BACKGROUND OF THE INVENTION

[0002] 1. Field of the Invention

[0003] The present invention relates to an image processing apparatus for coding moving images and an image pickup apparatus using the same.

[0004] 2. Description of the Related Art

[0005] Digital movie cameras have been used widely. The effective pixels of digital movie cameras are increasing every year, and those featuring full high-definition (HD) resolution are now put to practical use. At the same time, there have been a great variety of equipment and devices available for playing back moving images shot by the digital movie cameras. The moving images can be reproduced not only by TV receivers but also by mobile phones, mobile music players, portable information terminals such as PDAs (Personal Digital Assistants), PCs, projectors and the like.

[0006] Among these devices, the display size and the display specifications differ greatly between an HDTV and a mobile phone. For instance, the image size defined by 1080i of 1920.times.1080 pixels or 1125i of 1920.times.1080 pixels can be displayed by the HDTV. On the other hand, it is difficult for the mobile phone to display images whose resolution is higher than that of QVGA (Quarter Video Graphics Array) of 320.times.240 pixels or VGA of 640.times.480 pixels.

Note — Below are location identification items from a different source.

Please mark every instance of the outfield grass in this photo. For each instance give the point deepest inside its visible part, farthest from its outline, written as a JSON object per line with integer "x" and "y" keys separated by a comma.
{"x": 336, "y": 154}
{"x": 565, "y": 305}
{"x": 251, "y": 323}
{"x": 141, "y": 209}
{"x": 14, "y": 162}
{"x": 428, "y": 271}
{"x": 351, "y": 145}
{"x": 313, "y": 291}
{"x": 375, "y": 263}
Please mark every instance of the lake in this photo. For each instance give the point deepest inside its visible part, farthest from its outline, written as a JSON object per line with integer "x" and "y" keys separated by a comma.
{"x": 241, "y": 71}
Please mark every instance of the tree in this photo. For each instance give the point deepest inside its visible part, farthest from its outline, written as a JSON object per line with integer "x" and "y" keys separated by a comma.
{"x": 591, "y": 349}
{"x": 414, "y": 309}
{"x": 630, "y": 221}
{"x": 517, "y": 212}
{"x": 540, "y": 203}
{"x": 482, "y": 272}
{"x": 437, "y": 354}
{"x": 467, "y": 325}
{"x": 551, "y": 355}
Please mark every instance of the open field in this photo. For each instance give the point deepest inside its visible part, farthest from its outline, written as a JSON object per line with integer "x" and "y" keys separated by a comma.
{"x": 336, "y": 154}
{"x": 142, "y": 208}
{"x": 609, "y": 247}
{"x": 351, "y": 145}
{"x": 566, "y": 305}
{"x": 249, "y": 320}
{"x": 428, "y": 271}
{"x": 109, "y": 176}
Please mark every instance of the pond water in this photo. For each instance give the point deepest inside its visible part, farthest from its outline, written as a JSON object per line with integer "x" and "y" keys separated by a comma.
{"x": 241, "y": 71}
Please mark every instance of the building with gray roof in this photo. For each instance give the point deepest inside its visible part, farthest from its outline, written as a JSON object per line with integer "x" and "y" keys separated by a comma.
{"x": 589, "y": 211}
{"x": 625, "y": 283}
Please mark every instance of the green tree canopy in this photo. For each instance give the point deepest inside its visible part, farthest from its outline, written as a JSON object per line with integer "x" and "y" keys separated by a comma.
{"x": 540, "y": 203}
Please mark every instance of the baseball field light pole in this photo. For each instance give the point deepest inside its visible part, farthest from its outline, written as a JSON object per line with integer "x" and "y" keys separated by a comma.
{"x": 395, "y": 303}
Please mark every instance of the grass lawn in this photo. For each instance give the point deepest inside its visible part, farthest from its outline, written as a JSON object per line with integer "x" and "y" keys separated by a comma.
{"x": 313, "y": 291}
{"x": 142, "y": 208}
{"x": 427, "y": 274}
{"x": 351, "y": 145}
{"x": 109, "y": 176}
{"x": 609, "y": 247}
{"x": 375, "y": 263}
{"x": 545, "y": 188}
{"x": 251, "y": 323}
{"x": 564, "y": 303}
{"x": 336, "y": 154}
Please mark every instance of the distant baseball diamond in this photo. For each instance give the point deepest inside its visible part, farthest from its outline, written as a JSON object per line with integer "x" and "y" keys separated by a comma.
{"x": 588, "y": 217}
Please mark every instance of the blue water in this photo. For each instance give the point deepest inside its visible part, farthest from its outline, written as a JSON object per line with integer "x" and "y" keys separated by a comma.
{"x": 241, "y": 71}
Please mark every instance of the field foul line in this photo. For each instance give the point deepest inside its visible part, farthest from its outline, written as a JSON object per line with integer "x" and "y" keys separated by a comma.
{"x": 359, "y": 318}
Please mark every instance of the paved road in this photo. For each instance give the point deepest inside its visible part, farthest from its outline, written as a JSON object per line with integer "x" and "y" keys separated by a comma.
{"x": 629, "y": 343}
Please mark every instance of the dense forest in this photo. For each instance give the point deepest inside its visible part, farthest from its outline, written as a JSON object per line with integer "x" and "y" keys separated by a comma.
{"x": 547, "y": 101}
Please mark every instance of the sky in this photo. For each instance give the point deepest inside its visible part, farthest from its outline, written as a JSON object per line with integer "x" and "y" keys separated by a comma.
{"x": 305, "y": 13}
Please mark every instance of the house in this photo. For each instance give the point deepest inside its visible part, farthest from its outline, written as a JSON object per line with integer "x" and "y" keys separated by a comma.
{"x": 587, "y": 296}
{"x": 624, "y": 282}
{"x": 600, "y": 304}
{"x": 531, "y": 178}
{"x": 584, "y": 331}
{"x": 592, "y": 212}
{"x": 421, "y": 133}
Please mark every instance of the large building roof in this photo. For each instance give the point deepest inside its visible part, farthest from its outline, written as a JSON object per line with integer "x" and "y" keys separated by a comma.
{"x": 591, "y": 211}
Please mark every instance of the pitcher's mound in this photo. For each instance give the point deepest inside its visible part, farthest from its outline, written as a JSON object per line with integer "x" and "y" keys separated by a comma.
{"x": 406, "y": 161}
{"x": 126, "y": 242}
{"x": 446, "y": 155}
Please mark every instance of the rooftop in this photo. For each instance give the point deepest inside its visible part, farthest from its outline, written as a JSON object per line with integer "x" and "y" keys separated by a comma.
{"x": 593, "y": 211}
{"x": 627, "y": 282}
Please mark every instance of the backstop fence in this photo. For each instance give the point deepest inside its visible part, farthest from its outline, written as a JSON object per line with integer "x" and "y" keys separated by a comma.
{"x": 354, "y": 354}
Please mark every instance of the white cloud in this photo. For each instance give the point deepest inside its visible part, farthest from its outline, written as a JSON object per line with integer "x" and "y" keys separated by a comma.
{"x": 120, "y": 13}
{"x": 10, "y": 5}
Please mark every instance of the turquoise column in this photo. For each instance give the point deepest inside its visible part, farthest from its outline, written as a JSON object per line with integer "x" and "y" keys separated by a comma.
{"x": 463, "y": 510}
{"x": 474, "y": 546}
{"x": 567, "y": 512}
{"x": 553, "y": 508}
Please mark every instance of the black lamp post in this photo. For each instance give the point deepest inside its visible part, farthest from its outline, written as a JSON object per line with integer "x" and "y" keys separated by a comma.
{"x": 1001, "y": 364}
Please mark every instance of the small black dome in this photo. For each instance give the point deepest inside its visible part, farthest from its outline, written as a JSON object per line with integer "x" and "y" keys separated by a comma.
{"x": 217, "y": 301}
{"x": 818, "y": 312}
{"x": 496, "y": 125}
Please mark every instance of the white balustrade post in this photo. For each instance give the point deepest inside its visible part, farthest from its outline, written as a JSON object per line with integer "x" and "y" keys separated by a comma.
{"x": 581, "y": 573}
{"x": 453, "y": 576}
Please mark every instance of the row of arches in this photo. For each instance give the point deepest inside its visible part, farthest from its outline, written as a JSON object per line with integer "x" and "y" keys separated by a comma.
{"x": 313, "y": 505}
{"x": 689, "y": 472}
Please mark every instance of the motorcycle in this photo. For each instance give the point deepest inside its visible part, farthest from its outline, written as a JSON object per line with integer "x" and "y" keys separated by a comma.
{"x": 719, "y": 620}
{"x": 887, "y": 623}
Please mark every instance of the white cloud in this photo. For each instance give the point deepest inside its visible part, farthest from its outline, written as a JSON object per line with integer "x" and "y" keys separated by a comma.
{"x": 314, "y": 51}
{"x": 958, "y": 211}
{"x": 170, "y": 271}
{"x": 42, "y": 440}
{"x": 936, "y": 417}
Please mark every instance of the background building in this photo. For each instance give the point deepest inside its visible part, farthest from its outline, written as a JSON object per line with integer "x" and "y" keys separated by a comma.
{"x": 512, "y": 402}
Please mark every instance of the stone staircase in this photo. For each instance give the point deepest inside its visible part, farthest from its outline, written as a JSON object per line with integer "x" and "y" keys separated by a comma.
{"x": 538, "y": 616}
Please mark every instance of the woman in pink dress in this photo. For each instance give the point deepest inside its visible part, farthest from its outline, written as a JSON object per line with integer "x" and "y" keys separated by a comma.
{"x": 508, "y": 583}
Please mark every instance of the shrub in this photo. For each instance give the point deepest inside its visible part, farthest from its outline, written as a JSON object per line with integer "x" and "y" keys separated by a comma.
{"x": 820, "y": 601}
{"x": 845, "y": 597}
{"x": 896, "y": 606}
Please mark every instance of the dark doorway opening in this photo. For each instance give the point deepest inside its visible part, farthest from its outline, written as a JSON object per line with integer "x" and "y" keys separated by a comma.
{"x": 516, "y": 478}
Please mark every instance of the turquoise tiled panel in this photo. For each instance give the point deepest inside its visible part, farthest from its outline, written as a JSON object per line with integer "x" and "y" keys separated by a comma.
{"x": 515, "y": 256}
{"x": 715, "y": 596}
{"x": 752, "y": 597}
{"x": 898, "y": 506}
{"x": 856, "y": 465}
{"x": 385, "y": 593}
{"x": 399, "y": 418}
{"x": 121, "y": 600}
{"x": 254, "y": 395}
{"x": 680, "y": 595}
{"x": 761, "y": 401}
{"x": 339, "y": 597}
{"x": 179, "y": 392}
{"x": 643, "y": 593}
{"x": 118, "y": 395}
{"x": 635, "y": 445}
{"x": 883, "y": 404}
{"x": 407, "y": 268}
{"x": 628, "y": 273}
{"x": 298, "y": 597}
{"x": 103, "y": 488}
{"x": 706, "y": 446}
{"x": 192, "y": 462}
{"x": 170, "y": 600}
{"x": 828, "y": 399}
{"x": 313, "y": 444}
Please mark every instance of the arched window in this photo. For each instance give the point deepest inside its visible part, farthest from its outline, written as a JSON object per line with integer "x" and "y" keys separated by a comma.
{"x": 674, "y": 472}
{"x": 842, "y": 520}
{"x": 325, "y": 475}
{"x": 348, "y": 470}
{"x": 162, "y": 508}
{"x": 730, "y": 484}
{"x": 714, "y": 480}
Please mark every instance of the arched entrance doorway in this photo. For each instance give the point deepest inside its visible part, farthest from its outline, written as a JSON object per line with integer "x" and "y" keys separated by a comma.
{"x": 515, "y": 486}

[0007] The moving images picked up with high image quality by the digital movie camera can be played back directly by the HDTV. However, if these high quality images are to be played back by the mobile phone, they must undergo recompression and recoding in order to be adjusted to the display specifications therefor.

[0008] The moving images picked up by the digital movie camera are generally compressed and coded in compliance with the standard of MPEG (Moving Picture Experts Group)-2, MPEG-4, or H.264/AVC. In order for a portable information terminal to reproduce the moving images picked up with high image quality by the digital movie camera, data of the moving images need to be once retrieved into a PC and then recompressed and recoded again. Then the moving image coded data which have been recompressed and recoded need to be handed over to the portable information terminal via a communication medium or recording medium.

[0009] For example, in a case when the moving image coded data (hereinafter referred to as "H.264-compressed data" as appropriate) which have been picked up with 1920.times.1080 pixels and have been compressed and coded in compliance with the H.264/AVC standard are to be recompressed and recoded to H.264-compressed data of 640.times.480 pixels, the following processes must be taken. That is, the H.264-compressed data of 1920.times.1080 pixels are once expanded and decoded; the decoded image of 1920.times.1080 pixels is converted to an image of 640.times.480 pixels using a predetermined thinning-out processing or the like; and the thus converted image needs to be recompressed and recoded in compliance with the H.264/AVC standard.

[0010] In this manner, extra time and effort for loading the moving images into the PC and additional time for recompressing and recoding them are needed before handing those moving images picked up with high image quality over to a device, which displays the moving images with low image quality, in a reproducible state.

SUMMARY OF THE INVENTION

[0011] An image processing apparatus according to one embodiment of the present invention comprises: a hierarchical coding unit which hierarchically codes a picked-up moving image; a storage which stores moving image coded data which have been coded by the hierarchical coding unit; a hierarchical decoding unit which decodes part of the moving image coded data so as to generate a moving image whose image quality is lower than the moving image; and a recoding unit which codes the moving image decoded by the hierarchical decoding unit.

[0012] Optional combinations of the aforementioned constituting elements, and implementations of the invention in the form of methods, apparatuses, systems, recording media, computer programs and the like may also be practiced as additional modes of the present invention.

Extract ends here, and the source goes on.